Alzheimer's disease (AD) is a chronic, progressive neurodegenerative disease. Recent studies have reported the close association between cognitive function in AD and purinergic receptors in the central nervous system. In the current study, we investigated the effect of CD73 inhibitor α, β-methylene ADP (APCP) on cognitive impairment of AD in mice, and to explore the potential underlying mechanisms.

RESULTS:

We found that acute administration of Aβ1–42 (i.c.v.) resulted in a significant increase in adenosine release by using microdialysis study. Chronic administration of APCP (10, 30 mg/kg) for 20 d obviously mitigated the spatial working memory impairment of Aβ1–42-treated mice in both Morris water maze (MWM) test and Y-maze test.
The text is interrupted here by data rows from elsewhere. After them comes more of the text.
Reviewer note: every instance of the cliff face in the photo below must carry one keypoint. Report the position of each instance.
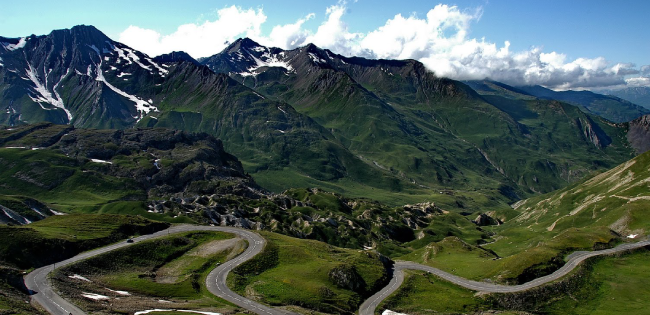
(639, 134)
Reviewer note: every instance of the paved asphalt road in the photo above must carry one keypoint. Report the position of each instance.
(37, 281)
(369, 306)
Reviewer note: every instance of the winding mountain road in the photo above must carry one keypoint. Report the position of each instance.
(370, 305)
(37, 281)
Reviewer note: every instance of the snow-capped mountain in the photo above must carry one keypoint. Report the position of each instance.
(76, 76)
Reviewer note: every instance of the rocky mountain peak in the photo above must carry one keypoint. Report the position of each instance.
(176, 56)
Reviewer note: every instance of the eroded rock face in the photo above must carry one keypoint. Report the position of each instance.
(639, 134)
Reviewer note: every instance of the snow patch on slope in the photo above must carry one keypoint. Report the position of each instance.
(140, 105)
(15, 216)
(45, 95)
(316, 59)
(266, 60)
(11, 47)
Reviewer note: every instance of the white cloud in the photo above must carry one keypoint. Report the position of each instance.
(287, 36)
(199, 40)
(440, 40)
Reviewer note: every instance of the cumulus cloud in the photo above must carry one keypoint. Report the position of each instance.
(287, 36)
(199, 40)
(440, 40)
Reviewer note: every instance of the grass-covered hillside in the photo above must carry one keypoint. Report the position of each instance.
(81, 170)
(606, 285)
(615, 200)
(537, 235)
(54, 239)
(165, 273)
(59, 237)
(310, 275)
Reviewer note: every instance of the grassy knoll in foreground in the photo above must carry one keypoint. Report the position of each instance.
(310, 274)
(171, 269)
(60, 237)
(607, 285)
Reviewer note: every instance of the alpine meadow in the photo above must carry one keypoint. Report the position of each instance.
(373, 158)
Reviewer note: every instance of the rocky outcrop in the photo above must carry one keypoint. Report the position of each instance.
(485, 220)
(639, 134)
(593, 133)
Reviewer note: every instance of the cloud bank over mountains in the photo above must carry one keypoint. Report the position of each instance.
(440, 41)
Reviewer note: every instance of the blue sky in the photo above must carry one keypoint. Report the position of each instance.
(585, 35)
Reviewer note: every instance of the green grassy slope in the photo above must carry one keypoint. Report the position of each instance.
(614, 201)
(172, 269)
(310, 274)
(59, 237)
(608, 285)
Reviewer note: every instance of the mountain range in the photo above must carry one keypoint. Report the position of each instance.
(387, 129)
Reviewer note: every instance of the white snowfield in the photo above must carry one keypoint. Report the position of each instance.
(101, 161)
(94, 296)
(267, 60)
(11, 47)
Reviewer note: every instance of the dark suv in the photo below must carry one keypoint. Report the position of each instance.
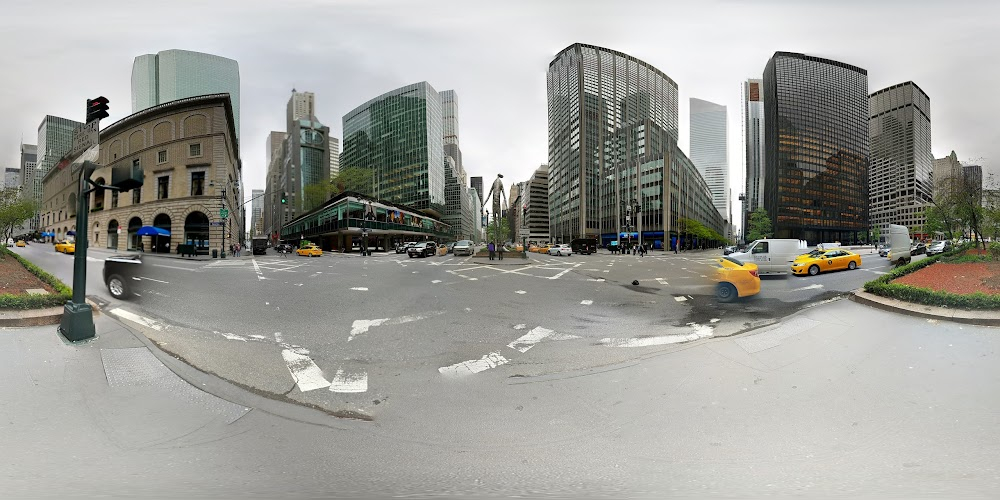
(422, 249)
In addition, the extracellular adenosine production in the hippocampus was inhibited by APCP in Aβ-treated mice. Further analyses indicated expression of acetyltransferase (ChAT) in hippocampus of mice of was significantly reduced, while acetylcholinesterase (AChE) expression increased, which compared to model group. We observed that APCP did not significantly alter the NLRP3 inflammasome activity in hippocampus, indicating that anti-central inflammation seems not to be involved in APCP effect.

CONCLUSIONS:

In conclusion, we report for the first time that inhibition of CD73 by APCP was able to protect against memory loss induced by Aβ1–42 in mice, which may be due to the decrease of CD73-driven adenosine production in hippocampus. Enhancement of central cholinergic function of the central nervous system may also be involved in the effects of APCP.